Turns out this approach isn't new, and Duffy covered a similar approach in a later blog post which I only came across after writing this piece. He rightly points out that these are the sort of techniques employed in software transactional memory (STM), whereby we do as much as possible optimistically, then validate at the end that nothing untoward happened (like a write when we weren't expecting it). If the unexpected happens, we "abort" and retry. As pointed out in the comments to that post, this is essentially the seqlock locking mechanism as used in the Linux kernel.

I don't anticipate using this too often, but I wouldn't have included it in Sasa if it didn't have an important application within Sasa itself. Sasa.Reactive is the assembly that provides reactive variables that can be concurrently read, but only updated by a single writer. I designed the atomic read/write functions above while refactoring the Sasa.Reactive implementation to be more robust, yet more conservative in resource use. These atomic read/write functions allow concurrent readers to safely obtain a snapshot of a reactive variable's value, without resorting to storing values in atomic types, like a reference type.

Hopefully others will find it useful as well.
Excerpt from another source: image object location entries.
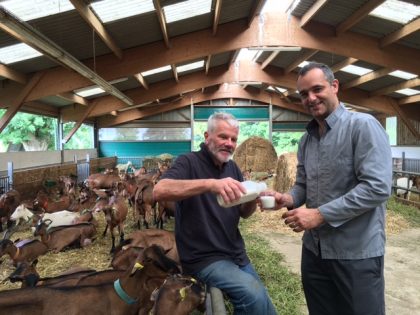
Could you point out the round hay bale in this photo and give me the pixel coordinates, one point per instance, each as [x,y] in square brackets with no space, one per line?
[286,172]
[256,154]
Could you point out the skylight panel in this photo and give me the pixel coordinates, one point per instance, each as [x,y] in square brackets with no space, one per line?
[403,75]
[408,92]
[356,70]
[18,52]
[190,66]
[89,91]
[397,11]
[186,9]
[30,10]
[157,70]
[111,10]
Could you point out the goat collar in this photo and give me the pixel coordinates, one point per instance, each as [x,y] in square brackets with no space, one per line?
[121,293]
[17,253]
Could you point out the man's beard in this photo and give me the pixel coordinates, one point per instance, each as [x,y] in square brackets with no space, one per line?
[216,152]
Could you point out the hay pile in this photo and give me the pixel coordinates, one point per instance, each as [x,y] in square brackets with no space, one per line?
[256,154]
[153,162]
[286,172]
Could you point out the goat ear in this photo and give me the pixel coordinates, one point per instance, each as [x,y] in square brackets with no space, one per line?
[154,294]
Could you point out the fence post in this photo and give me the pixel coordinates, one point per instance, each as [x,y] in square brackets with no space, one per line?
[10,174]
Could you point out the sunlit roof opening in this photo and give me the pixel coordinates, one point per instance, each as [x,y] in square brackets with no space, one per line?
[156,70]
[248,54]
[17,52]
[190,66]
[111,10]
[397,11]
[89,91]
[408,92]
[403,75]
[186,9]
[356,70]
[30,10]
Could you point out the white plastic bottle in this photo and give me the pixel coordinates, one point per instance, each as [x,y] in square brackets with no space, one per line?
[253,190]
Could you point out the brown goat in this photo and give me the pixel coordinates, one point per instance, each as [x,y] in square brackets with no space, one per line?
[43,203]
[144,203]
[102,181]
[149,272]
[178,295]
[123,259]
[61,237]
[28,275]
[146,238]
[26,250]
[8,203]
[115,211]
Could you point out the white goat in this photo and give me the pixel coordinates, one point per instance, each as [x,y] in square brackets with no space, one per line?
[404,182]
[122,168]
[64,217]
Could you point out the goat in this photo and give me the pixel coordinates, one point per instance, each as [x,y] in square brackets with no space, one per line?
[28,275]
[102,181]
[61,237]
[8,203]
[44,204]
[115,211]
[146,238]
[123,258]
[59,218]
[404,182]
[144,202]
[26,250]
[130,294]
[178,295]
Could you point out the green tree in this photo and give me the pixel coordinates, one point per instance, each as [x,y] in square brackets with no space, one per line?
[82,139]
[34,132]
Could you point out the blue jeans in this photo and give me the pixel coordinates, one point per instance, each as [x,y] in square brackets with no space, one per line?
[242,285]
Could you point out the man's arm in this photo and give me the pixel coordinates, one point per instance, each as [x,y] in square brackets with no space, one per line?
[174,189]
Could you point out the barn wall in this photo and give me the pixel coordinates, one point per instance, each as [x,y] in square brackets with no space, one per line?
[404,135]
[37,158]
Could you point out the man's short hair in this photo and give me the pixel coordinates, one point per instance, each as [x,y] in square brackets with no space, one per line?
[217,116]
[329,75]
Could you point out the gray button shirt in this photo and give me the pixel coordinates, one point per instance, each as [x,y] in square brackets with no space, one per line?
[347,174]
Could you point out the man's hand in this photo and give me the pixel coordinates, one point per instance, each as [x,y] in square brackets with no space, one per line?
[229,188]
[301,219]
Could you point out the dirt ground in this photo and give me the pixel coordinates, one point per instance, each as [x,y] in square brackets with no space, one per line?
[402,260]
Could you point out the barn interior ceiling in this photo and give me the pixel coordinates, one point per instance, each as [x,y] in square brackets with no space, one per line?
[115,62]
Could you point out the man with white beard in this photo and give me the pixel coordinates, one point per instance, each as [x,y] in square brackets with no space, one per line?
[208,239]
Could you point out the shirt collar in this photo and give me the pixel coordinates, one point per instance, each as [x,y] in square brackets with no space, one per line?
[331,120]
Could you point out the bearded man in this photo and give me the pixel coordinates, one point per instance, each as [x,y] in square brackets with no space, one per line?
[208,239]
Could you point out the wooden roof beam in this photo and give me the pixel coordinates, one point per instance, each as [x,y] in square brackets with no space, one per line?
[406,30]
[367,77]
[162,22]
[357,16]
[256,10]
[395,87]
[299,60]
[141,80]
[13,75]
[338,66]
[269,59]
[313,10]
[91,19]
[216,17]
[19,100]
[72,97]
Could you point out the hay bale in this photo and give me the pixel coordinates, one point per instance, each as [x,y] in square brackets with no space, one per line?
[256,154]
[153,162]
[286,172]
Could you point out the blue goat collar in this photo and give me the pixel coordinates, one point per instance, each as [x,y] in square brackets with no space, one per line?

If anyone spots a problem in the above algorithm please do let me know! The CLR provides a relatively strong memory model, so I'm pretty sure I can eliminate one memory barrier in the atomic write function, but I'd love to have some other input. Concurrency is hard after all!

Edit: Brian Gideon helpfully ran some tests of his own that support the correctness of these operations, and their performance benefits over both locking, and interlocked operations.

[1] Technically, the version number could have been incremented so many times that it wrapped around until it matches the saved 'old' value, but IMO it's exceedingly unlikely that 232 writes occurred while we were trying to read a single variable.

2 comments:

Cory said...

Using Volatile.Read instead of Thread.MemoryBarrier should be significantly more scalable and give the same results.

Sandro Magi said...

Probably. Unfortunately, the Volatile class is a new addition, and only supports .NET 4.5. Sasa targets older frameworks as well.